Although the experiment is very well designed, its comparison algorithm is old in section 6. For example, iNFAnt[1] and NFA-CG[2] were proposed almost ten years ago which makes the contributions downgraded and unconvincing. Therefore, from my perspective, the paper is supposed to find more comparison methods that maybe not necessarily the application to NFAs to show the advancement of the proposed GPU schemes.

Also, in the experimental part, I find that the effect on data movement reduction isn’t improved a lot, though the utilization optimization reduces the number of thread blocks that access the transition table and the input streams. It can be observed that HotStart (section 5), HotStart-MAC (section 5), NT (section 4.2), and NT-MAC (section 4.3) use 98.9%, 99.3%, 95.9%, and 96.1% gld_transactions respectively while NFA-CG uses 88.2% gld_transactions where the first four names are proposed schemes.

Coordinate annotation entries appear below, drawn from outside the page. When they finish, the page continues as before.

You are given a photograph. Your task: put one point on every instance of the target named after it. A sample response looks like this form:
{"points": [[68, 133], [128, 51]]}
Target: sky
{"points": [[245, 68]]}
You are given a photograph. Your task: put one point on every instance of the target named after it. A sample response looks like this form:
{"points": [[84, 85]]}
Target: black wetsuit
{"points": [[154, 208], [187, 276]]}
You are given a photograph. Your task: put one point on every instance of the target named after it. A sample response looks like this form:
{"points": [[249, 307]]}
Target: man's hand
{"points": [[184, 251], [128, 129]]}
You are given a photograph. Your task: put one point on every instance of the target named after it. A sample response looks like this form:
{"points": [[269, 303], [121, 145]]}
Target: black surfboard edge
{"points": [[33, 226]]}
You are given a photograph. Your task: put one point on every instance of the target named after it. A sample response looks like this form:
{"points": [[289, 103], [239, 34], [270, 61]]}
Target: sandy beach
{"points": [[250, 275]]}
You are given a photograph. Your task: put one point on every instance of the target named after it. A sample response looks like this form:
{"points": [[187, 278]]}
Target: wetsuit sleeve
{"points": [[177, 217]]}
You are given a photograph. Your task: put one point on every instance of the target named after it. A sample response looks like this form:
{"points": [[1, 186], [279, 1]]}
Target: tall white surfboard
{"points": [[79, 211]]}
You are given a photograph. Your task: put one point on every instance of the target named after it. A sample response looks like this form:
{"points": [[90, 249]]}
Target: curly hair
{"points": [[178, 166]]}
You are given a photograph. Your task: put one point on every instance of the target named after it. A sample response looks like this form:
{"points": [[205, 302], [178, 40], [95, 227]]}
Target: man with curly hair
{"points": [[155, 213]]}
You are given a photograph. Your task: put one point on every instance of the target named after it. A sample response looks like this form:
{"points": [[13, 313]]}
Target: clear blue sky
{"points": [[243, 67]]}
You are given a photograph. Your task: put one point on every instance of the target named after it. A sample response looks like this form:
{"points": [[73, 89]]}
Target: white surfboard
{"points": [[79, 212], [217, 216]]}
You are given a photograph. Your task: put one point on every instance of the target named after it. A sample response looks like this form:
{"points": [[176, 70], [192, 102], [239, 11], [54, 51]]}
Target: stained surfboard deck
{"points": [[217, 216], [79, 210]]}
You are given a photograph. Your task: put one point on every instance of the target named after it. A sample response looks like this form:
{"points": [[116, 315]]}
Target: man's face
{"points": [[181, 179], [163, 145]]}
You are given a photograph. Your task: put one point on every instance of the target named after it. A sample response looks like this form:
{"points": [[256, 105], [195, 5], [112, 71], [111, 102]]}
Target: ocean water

One of the possible reasons is that many current methods have improved the data movement reduction to the limitation which is hard to make a great move. Thus, it can be concluded that the data movement reduction is the necessary optimization aspect for NFAs execution. Here, many researchers may consider whether there are more directions for optimization[3] in technique rather than simply reducing data movement.

Furthermore, as a domain-specific paper, the related work (section 8) only demonstrates the work on reducing data movement and improving utilization used in the main process of the newly proposed method. It would be better if the related work could introduce more up-to-date specific methods or GPU accelerators so that readers will have a better understanding of the bottlenecks to improve the throughput of the NFA matching process using GPUs.

Others

As I have said above, the proposed scheme is hardware-free but if we take the throughput into consideration again, we can infer that the performance could be better with the help of hardware/software co-design optimizations to close the remaining gap between hardware and software.

Conclusion

Generally, the work has more strengths than weaknesses. Strengths include the sophisticated data structure and detailed experiments while there are some flaws in the organization of the article and out-of-date comparison methods. In summary, this paper gives a novel way to optimize NFA execution in GPU from the perspective of the software and can guide future work to optimize GPGPU in the aspect of data movement and structure compression.